# Dave Barnsdale



## STUDENT-ARCHER (Jun 26, 2009)

great plug for a good archery representative! I chatted with him for a couple of minutes at an ATA show once, straight shooter!


----------



## fuelracerpat (May 6, 2008)

I been tellin' ya............


----------



## BUS314 (Dec 12, 2002)

*Pics*

Would love to see pics


----------



## fuelracerpat (May 6, 2008)

H-Man,
You must have a bow like Dave built for David Hughes, he has just recently been to Africa with it.
I had Dave build me a huntin' bow last year... got 'im to do a mat finish on the limbs but he didn't say anything about a camo'ed riser. So I just used a wide grip tape and covered what was a little too shiny. Sure doesn't do justice to the bow, but it works...


----------



## archerycharlie (Nov 4, 2002)

I have shot around the country with dave many times and talked with him also. He is very passionate about what he does and has been in the business for 19 years now is what he told me this weekend over in Ill at the Prestleys shoot. I used to shoot a pse mach 11 that had his limbs on it and it shot better than i could make it shoot. He will go out of his way to help a fellow archer out.  AC


----------



## Unclegus (May 27, 2003)

fuelracerpat said:


> I been tellin' ya............


 Hell, no one listens to me either....I been preaching the Barnsdale gospel for a really long time, but there are still many who are lured by the big dollar catalogs, the hype, and fancy shooter's shirts. All that glitters isn't gold.....At least Jim now understands I know whereof I speak........Can I get an AMEN???????


----------



## CutTheLoop (Dec 26, 2007)

Gotta love his slogan...


*"More forgiving than your Mama"*


:wink:


----------



## lern (Mar 21, 2005)

I bought a used Barnesdale last year, and had the exact same experience.

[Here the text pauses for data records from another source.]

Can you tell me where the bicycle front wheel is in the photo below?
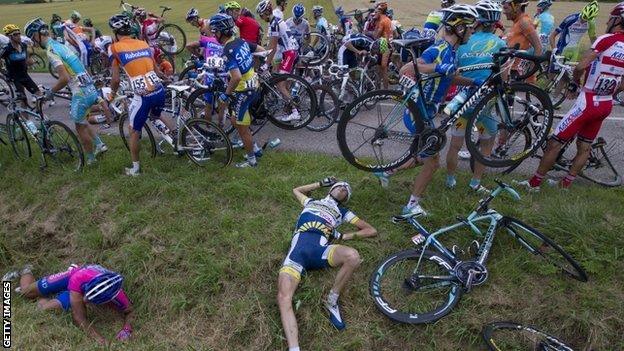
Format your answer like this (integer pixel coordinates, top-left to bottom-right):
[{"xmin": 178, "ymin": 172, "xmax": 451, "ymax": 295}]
[
  {"xmin": 481, "ymin": 322, "xmax": 573, "ymax": 351},
  {"xmin": 502, "ymin": 217, "xmax": 587, "ymax": 282},
  {"xmin": 466, "ymin": 83, "xmax": 553, "ymax": 167},
  {"xmin": 579, "ymin": 137, "xmax": 622, "ymax": 187},
  {"xmin": 336, "ymin": 90, "xmax": 424, "ymax": 172},
  {"xmin": 42, "ymin": 121, "xmax": 84, "ymax": 172},
  {"xmin": 370, "ymin": 250, "xmax": 462, "ymax": 324},
  {"xmin": 180, "ymin": 119, "xmax": 232, "ymax": 168}
]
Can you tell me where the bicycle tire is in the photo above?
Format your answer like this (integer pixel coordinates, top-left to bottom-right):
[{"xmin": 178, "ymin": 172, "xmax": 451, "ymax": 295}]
[
  {"xmin": 261, "ymin": 73, "xmax": 317, "ymax": 130},
  {"xmin": 119, "ymin": 112, "xmax": 156, "ymax": 157},
  {"xmin": 6, "ymin": 114, "xmax": 32, "ymax": 160},
  {"xmin": 481, "ymin": 322, "xmax": 573, "ymax": 351},
  {"xmin": 156, "ymin": 23, "xmax": 186, "ymax": 55},
  {"xmin": 180, "ymin": 118, "xmax": 233, "ymax": 168},
  {"xmin": 465, "ymin": 83, "xmax": 554, "ymax": 168},
  {"xmin": 306, "ymin": 84, "xmax": 340, "ymax": 132},
  {"xmin": 336, "ymin": 90, "xmax": 424, "ymax": 172},
  {"xmin": 369, "ymin": 249, "xmax": 463, "ymax": 324},
  {"xmin": 501, "ymin": 216, "xmax": 587, "ymax": 282},
  {"xmin": 578, "ymin": 137, "xmax": 622, "ymax": 187},
  {"xmin": 44, "ymin": 121, "xmax": 85, "ymax": 172}
]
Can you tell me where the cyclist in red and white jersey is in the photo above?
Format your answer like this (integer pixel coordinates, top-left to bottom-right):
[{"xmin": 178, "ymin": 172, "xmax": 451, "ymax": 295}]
[{"xmin": 520, "ymin": 3, "xmax": 624, "ymax": 191}]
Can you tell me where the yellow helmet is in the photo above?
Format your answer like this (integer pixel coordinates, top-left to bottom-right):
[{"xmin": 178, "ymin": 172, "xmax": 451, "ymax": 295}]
[{"xmin": 2, "ymin": 24, "xmax": 20, "ymax": 35}]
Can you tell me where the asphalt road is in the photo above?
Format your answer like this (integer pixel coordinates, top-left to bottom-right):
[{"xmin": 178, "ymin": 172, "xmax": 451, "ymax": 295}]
[{"xmin": 0, "ymin": 73, "xmax": 624, "ymax": 180}]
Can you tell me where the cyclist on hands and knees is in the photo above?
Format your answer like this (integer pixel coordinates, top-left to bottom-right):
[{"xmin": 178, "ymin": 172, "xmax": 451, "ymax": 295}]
[
  {"xmin": 2, "ymin": 264, "xmax": 134, "ymax": 345},
  {"xmin": 256, "ymin": 0, "xmax": 301, "ymax": 122},
  {"xmin": 210, "ymin": 14, "xmax": 264, "ymax": 168},
  {"xmin": 550, "ymin": 1, "xmax": 599, "ymax": 62},
  {"xmin": 108, "ymin": 14, "xmax": 169, "ymax": 176},
  {"xmin": 519, "ymin": 3, "xmax": 624, "ymax": 191},
  {"xmin": 533, "ymin": 0, "xmax": 555, "ymax": 50},
  {"xmin": 277, "ymin": 177, "xmax": 377, "ymax": 351},
  {"xmin": 386, "ymin": 4, "xmax": 479, "ymax": 216},
  {"xmin": 24, "ymin": 18, "xmax": 110, "ymax": 164},
  {"xmin": 445, "ymin": 0, "xmax": 507, "ymax": 192}
]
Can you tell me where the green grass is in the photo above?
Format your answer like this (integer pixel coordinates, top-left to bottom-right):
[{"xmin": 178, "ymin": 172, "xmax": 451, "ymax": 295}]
[{"xmin": 0, "ymin": 139, "xmax": 624, "ymax": 350}]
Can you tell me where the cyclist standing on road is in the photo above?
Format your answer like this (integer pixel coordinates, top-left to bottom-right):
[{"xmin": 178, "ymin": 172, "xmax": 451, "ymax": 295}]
[
  {"xmin": 277, "ymin": 177, "xmax": 377, "ymax": 351},
  {"xmin": 519, "ymin": 3, "xmax": 624, "ymax": 191},
  {"xmin": 24, "ymin": 18, "xmax": 108, "ymax": 165},
  {"xmin": 2, "ymin": 264, "xmax": 134, "ymax": 345},
  {"xmin": 550, "ymin": 1, "xmax": 599, "ymax": 62}
]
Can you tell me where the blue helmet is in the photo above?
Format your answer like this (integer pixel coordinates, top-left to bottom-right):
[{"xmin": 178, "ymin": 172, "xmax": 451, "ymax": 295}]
[
  {"xmin": 293, "ymin": 3, "xmax": 305, "ymax": 19},
  {"xmin": 84, "ymin": 272, "xmax": 123, "ymax": 305}
]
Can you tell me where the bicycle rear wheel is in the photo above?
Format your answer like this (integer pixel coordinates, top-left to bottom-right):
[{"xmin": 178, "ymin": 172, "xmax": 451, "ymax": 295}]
[
  {"xmin": 502, "ymin": 217, "xmax": 587, "ymax": 282},
  {"xmin": 306, "ymin": 84, "xmax": 340, "ymax": 132},
  {"xmin": 481, "ymin": 322, "xmax": 573, "ymax": 351},
  {"xmin": 43, "ymin": 121, "xmax": 84, "ymax": 172},
  {"xmin": 466, "ymin": 83, "xmax": 553, "ymax": 167},
  {"xmin": 579, "ymin": 137, "xmax": 622, "ymax": 187},
  {"xmin": 336, "ymin": 90, "xmax": 424, "ymax": 172},
  {"xmin": 119, "ymin": 113, "xmax": 156, "ymax": 159},
  {"xmin": 370, "ymin": 249, "xmax": 463, "ymax": 324}
]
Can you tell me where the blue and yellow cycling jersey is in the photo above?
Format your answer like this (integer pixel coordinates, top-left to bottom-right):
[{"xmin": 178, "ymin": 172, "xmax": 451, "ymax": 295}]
[
  {"xmin": 295, "ymin": 196, "xmax": 359, "ymax": 239},
  {"xmin": 223, "ymin": 38, "xmax": 258, "ymax": 91},
  {"xmin": 46, "ymin": 39, "xmax": 95, "ymax": 94},
  {"xmin": 420, "ymin": 40, "xmax": 456, "ymax": 104},
  {"xmin": 457, "ymin": 32, "xmax": 507, "ymax": 80}
]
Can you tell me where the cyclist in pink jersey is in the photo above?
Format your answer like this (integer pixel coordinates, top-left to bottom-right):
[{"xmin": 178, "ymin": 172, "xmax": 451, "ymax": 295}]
[
  {"xmin": 519, "ymin": 3, "xmax": 624, "ymax": 191},
  {"xmin": 2, "ymin": 264, "xmax": 134, "ymax": 345}
]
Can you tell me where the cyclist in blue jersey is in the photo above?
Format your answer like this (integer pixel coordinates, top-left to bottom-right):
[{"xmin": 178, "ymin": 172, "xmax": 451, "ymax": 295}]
[
  {"xmin": 446, "ymin": 0, "xmax": 507, "ymax": 192},
  {"xmin": 277, "ymin": 177, "xmax": 377, "ymax": 351},
  {"xmin": 24, "ymin": 18, "xmax": 110, "ymax": 164},
  {"xmin": 375, "ymin": 4, "xmax": 479, "ymax": 217},
  {"xmin": 549, "ymin": 1, "xmax": 599, "ymax": 62},
  {"xmin": 533, "ymin": 0, "xmax": 555, "ymax": 51}
]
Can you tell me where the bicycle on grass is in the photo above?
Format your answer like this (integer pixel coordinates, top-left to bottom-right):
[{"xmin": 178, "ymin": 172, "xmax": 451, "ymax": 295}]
[
  {"xmin": 370, "ymin": 181, "xmax": 587, "ymax": 324},
  {"xmin": 337, "ymin": 38, "xmax": 553, "ymax": 172}
]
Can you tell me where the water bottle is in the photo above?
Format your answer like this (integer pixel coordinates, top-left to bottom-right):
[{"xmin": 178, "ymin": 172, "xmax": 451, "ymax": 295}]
[{"xmin": 444, "ymin": 90, "xmax": 468, "ymax": 116}]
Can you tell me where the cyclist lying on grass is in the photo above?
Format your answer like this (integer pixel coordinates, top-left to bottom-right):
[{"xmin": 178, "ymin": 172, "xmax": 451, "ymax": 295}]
[
  {"xmin": 277, "ymin": 177, "xmax": 377, "ymax": 351},
  {"xmin": 2, "ymin": 264, "xmax": 133, "ymax": 345}
]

Dave helped me get it in spec, and was extremely generous with his time. He is a really great guy and fun to talk with.


----------



## fuelracerpat (May 6, 2008)

Amen!


----------



## Harperman (Sep 3, 2006)

BUS314 said:


> Would love to see pics


....Bus314........Right now, this Barney bow has bronze Hoyt Cam1/2 cams on it, with a home made shoot-through cable set-up....When I get the right eccentrics on it, I'll see if I can load pics of it....I wanted to shoot it a little bit this week, but Mother Nature isnt cooperating very well....Kinda hard to shoot a bow with 50-55 M.P.H. gusts of wind, and steady winds of 15-25 M.P.H.!...I ownthave Tri Star's on it for a few weeks, in the meantime, I might put my Martin Fury X cams on it....Just to get a "Feel" for the way this bow shoots....Jim


----------



## pilotmill (Dec 10, 2008)

*now you got me*

OK, you got me. I have been slowly getting into shooting a compound. I still want to shoot barebow but thought it might be fun to experiment with a compound abit. I just bought an old PSE for experiments and find it a fun break from my recurve, olympic and trad shooting. Sooooo, I am thinking a Barnsdale would be great for limited shooter or barebow....I will be looking. Thanks for the info.


----------